Si vous êtes de nos jours cantonnés chacun dans un met de famille, c’est que votre ancêtre des schistes lacustres ne vous a pas enseigné la vérité.

Vous aurait-il enseigné l’uniformité ? – Admettons que l’antique Sphex, novice dans l’art gastronomique, ait préparé ses conserves avec une seule sorte de proie, n’importe laquelle. Ce sont alors ses descendants qui, subdivisés en groupes et constitués enfin en autant d’espèces distinctes par le lent travail de siècles, se sont avisés qu’en dehors du comestible des ancêtres il y avait une foule d’autres aliments. La tradition étant abandonnée, leur choix n’avait plus de guide. Parmi le gibier insecte, ils ont donc essayé un peu de tout, à l’aventure ; et chaque fois la larve, dont les goûts sont seuls à consulter ici, était satisfaite du service, comme elle l’est aujourd’hui dans le réfectoire approvisionné par mes soins.

Chaque essai était l’invention d’un plat nouveau, événement grave d’après les maîtres, ressource inestimable pour la famille, ainsi affranchie des menaces de disette et rendue apte à prospérer sur de grandes étendues, d’où l’exclurait l’absence ou la rareté d’une venaison uniforme. Et après avoir fait usage d’une foule de mets différents pour en arriver à la variété culinaire adoptée aujourd’hui par l’ensemble du peuple sphégien, ne voilà-t-il pas que chaque espèce se limite à un seul gibier, hors duquel toute pièce est obstinément refusée, non à table bien entendu, mais sur les lieux de chasse ! Avoir découvert, par vos essais d’âge en âge, la variété de l’alimentation ; l’avoir pratiquée, au grand avantage de votre race, et finir par l’uniformité, cause de décadence ; avoir connu l’excellent et le répudier pour le médiocre, oh ! mes Sphex, ce serait stupide si le transformisme avait raison.
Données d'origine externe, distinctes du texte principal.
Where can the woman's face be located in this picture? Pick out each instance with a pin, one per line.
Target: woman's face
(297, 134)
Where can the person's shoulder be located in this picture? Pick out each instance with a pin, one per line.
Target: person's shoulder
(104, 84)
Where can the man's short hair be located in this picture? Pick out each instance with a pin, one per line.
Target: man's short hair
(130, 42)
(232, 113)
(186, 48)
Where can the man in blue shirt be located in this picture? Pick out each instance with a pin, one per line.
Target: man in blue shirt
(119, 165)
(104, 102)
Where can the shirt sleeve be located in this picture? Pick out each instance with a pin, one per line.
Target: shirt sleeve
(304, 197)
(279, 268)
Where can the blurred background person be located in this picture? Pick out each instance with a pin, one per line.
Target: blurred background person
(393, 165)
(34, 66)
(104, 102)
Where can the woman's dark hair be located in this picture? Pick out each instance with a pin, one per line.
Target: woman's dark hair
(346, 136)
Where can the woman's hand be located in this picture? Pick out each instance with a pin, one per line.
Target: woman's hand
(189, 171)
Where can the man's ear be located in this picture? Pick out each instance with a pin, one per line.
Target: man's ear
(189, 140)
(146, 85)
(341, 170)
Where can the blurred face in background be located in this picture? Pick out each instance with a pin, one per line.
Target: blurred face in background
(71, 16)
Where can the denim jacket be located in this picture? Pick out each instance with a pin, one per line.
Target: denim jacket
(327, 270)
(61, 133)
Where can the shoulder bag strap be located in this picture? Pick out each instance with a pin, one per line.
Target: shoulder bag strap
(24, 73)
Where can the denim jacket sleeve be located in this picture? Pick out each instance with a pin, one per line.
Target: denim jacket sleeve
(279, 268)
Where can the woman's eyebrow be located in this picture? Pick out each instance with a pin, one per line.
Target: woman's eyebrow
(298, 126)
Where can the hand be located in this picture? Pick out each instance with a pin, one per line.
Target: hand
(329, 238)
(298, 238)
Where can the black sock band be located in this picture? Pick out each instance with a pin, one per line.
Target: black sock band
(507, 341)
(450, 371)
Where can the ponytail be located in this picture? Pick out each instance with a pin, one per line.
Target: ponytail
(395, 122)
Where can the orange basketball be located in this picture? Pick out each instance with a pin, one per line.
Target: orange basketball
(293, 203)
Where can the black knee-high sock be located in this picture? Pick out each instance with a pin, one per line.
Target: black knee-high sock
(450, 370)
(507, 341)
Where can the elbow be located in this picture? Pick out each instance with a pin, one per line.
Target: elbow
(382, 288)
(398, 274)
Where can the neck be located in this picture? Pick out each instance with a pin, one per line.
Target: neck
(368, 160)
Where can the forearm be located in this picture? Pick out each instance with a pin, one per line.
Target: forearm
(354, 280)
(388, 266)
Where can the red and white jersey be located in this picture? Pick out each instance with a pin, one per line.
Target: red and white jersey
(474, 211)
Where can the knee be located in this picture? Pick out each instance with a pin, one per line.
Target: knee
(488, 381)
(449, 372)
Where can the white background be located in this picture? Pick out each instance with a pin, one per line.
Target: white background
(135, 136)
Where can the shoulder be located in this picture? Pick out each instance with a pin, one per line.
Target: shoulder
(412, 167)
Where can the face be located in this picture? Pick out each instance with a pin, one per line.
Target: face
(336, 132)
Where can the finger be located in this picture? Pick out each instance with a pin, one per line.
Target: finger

Pour ne pas vous faire injure et respecter aussi le sens commun, j’estime donc que si, de nos jours, vous bornez vos chasses à un seul genre de venaison, c’est que jamais vous n’en avez connu d’autre. J’estime que votre ancêtre commun, votre précurseur, à goûts simples ou bien à goûts multiples, est une pure chimère, car s’il y avait entre vous parenté, ayant essayé de tout pour arriver au mets actuel de chaque espèce, ayant mangé de tout, et l’estomac s’en trouvant bien, vous seriez maintenant, du premier au dernier, des consommateurs sans préjugés, des progressistes omnivores.

J’estime enfin que le transformisme est impuissant à rendre compte de votre régime. Ainsi conclut le réfectoire installé dans la vieille boîte à sardines.


1 Extrait des Souvenirs entomologiques, Paris, rééd. Robert Laffont, coll. Bouquins, 1989, t.I, pp.684-688.

2 Naturaliste et écrivain français (1823-1915), cofondateur, avec Réaumur, ajoutait le Pr Pierre-Paul Grassé, de l’éthologie.